After a rash of poorly constructed and fake ICOs, the SEC has started to crack down on the crypto token offerings. Beyond protecting investors, the commission wants to gather information on how ICOs are structured and sold, and also to constrain false marketing.
“We have brought significant enforcement actions in this space,” said Jina Choi, director of the SEC’s San Francisco regional office, during Disrupt.
The SEC has suggested ICOs should be treated as securities, which would place them under far greater scrutiny, though it has not issued a formal ruling on that matter. The SEC’s standards for what constitutes a security, the “Howey Test,” are normally based on whether an offering involves an investment of money in a common enterprise with an expectation of profit that comes from the efforts of the offering’s promoter.
That sounds like the goal of most ICOs, but the token sales often span countries, making them tough to regulate. And not all tokens are designed to be investments, but are focused on improving processes.
“It has been in the news a lot, but it’s an area that we have approached thoughtfully,” Choi said.
Beyond the legal challenges, ICOs are also not an easy win for investors. About half fail, and by some counts only one in five ICOs are legitimate.

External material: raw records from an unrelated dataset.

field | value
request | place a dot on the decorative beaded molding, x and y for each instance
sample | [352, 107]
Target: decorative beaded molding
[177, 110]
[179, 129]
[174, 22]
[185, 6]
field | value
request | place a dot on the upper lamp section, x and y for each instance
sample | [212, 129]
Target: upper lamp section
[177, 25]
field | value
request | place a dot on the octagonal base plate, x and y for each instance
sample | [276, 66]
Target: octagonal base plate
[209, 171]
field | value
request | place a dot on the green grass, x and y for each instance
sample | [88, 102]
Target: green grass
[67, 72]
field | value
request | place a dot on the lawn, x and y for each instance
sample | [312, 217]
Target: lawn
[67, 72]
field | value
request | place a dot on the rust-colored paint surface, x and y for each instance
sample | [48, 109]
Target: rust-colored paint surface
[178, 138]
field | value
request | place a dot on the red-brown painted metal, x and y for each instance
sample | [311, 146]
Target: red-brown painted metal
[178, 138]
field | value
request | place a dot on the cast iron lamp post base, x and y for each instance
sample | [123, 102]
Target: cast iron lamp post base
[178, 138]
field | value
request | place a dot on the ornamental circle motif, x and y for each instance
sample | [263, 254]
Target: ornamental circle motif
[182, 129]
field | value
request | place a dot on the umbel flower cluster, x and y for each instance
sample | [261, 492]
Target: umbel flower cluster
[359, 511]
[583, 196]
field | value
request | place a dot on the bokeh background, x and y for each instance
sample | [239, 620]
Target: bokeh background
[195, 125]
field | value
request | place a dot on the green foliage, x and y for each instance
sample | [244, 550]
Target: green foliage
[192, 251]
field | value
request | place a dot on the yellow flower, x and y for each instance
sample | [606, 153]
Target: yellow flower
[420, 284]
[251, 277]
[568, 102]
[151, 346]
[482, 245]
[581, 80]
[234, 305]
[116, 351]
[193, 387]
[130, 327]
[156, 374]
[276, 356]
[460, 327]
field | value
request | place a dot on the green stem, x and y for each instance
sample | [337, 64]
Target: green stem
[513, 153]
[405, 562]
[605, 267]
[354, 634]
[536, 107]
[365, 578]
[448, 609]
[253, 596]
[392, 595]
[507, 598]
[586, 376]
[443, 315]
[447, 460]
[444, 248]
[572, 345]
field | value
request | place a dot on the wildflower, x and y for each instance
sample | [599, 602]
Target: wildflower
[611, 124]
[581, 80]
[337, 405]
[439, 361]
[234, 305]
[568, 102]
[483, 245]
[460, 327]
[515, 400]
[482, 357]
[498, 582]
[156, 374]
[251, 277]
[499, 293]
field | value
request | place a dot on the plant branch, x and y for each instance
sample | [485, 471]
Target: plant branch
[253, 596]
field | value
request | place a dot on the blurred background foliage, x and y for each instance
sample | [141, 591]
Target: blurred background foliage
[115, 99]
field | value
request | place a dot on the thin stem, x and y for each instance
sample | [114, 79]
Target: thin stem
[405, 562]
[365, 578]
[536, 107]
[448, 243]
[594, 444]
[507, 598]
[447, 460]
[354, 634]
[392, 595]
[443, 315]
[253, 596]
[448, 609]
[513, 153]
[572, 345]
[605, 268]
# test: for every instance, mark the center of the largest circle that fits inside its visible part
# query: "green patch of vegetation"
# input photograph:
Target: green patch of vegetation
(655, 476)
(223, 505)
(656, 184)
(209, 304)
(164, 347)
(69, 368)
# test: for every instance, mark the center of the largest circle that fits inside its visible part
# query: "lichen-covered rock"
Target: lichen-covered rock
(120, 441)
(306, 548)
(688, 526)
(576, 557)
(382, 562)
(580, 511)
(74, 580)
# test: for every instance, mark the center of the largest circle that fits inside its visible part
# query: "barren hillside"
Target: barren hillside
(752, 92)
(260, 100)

That suggests most ICOs don’t have a solid plan for the business the ICO claims to support.
“There are still token sales going on, but what people found in that first craze is this job [tech venture capital] is really hard,” Sarah Tavel, a general partner at Benchmark Capital, said during Disrupt.
Blockchain has economic incentives, but it’s not sufficient as a standalone product to build a successful venture, according to Tavel. “You need a company around the investment, you don’t just need code,” she said.